L'agonie de l'état des choses, ou le départ de Lady Long Solo d'une soirée pourrie [7], par Raoul Bidard
Elle en a calenché
bien d’autres, la Lady.
Lady Long Solo sort du cauchemar.
Pieds en lunette, jambes arquées comme une spécialiste de pole dance qu’elle n’est pas, la barre entre les cuisses, bras
écartés en croix de jouissive tenue si l’éclairage est bien mené par sa poursuite
avec tous les effets des ombres qu’on souhaiterait inscrire dans la description…
La Lady en a soupé de cette soirée. Festin de charognards qui se paument en
lourdeurs sur la France éternelle que naturellement ils aiment jusqu’à lui
enserrer la croupe.
Dans la salle d’eau du Ritz, les
sapeurs cherchent l’origine de l’incendie. Violente descente de loupes sur les
canalisations. Un reptile divague, la tuyauterie bouillonne.
Pendant ce laps de temps, passé
inaperçu, le pédant éditeur baigne dans sa sueur et son sang. En se voyant
partir, il a vomi tout l’alcool ingurgité depuis sa matinée au bureau des Editions
du Faisan. Lady Long Solo l’a expédié ad
patres, de l’autre côté du glaçon pour sauver la peau d’autres donzelles
lettrées. Le larron, empoivré balourd et réputé de tant de conquêtes féminines n’en
finissait plus de se mélanger dans les promesses. Je te publie, je te donne de la poudre à sniff, tu couches… belle
ardeur à l’œuvre littéraire. N’est-il pas !? A tenir le rôle du hardeur
des contrats, la longue bravade des salades frisées pour carboniser des moufles-à-lecteurs, il fut. La Lady lui a définitivement mis au placard des lecteurs de
Cosmo 2 points éros. Point.
Quitter la soirée sans être vue, c’est
un jeu d’ado, pour Lady Long Solo. Son manteau retourné, elle porte une cape
noir passe-partout. De quoi ne jamais attirer le regard. Puis son art du
maquillage a toujours consisté à jouer des contrastes susceptibles de la faire mirer
à l’enseigne de toute autre jeune femme dans son apparat.
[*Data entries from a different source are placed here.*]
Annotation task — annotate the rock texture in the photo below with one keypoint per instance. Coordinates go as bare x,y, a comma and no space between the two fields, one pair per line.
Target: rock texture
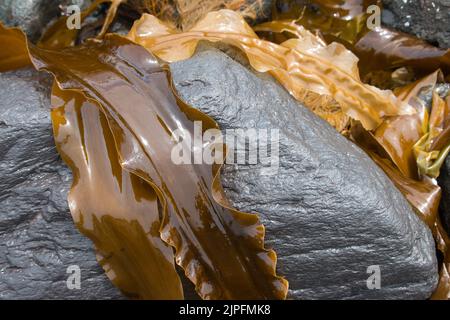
38,240
329,212
444,182
427,19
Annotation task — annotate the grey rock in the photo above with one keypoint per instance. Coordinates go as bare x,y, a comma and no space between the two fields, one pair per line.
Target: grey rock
329,211
32,16
444,182
38,239
427,19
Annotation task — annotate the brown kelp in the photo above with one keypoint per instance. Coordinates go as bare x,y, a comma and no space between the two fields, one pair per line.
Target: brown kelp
112,95
117,210
298,64
345,21
220,249
393,135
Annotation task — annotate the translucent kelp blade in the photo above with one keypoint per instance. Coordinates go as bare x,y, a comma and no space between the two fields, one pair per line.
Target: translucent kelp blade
59,35
220,249
442,291
183,14
335,19
296,66
13,52
378,48
116,209
384,49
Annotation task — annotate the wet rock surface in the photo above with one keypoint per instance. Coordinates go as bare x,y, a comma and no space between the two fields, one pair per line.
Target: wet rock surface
38,239
329,211
427,19
444,182
31,15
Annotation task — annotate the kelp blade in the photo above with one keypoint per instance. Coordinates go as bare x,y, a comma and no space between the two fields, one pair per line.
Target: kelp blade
298,64
220,249
114,208
14,52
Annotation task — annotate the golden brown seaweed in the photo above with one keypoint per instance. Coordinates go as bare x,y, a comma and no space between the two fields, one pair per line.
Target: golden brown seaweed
220,249
298,64
14,52
114,208
345,21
Connivence avec le
style passe-partout là aussi.
Elle prend bien soin de ne pas faire
remarquer son intransigeante beauté naturelle, taillée qu’elle fut aux origines
du monde par les poignets solides d’un dieu martial.
Lady Long Solo est belle. Majuscule
dans vos vies estropiées, phare dans la déjante de vos atomisations ontiques,
la Lady ne verbalise rien de mieux qu’un corps dans le simple appareil d’une
bouche fermée sur un livre. Coton pour jointoyer d’éventuels passages d’air.
Dans le métro, un voyageur l’observe
de biais. Elle le regarde franchement. Sourires sincères. Ils ne s’adressent
pas la parole. L’œil du garçon semble avouer son inattendu amour pour l’Immaculée
convoyeuse en noir vers un second et grand souffle. Un soir de ligne 11 sans
nul autre pareil, pour Guillaume. A ce moment-là, Lady Long Solo ressent l’émotion
du quidam. Elle décroise ses jambes et ouvre son Tractatus logico-philosophicus à
la page 63 : « 4.2211 - Même
si le monde est infiniment complexe, de telle sorte que chaque fait consiste en
une infinité d’états de choses et chaque état de choses soit composé d’une
infinité d’objets, il faudrait quand même qu’il y ait des objets et des états
de choses. ». L’état d’être roule en elle, roule… enivrante lassitude
de ses convictions établies dans le dur de sa lame.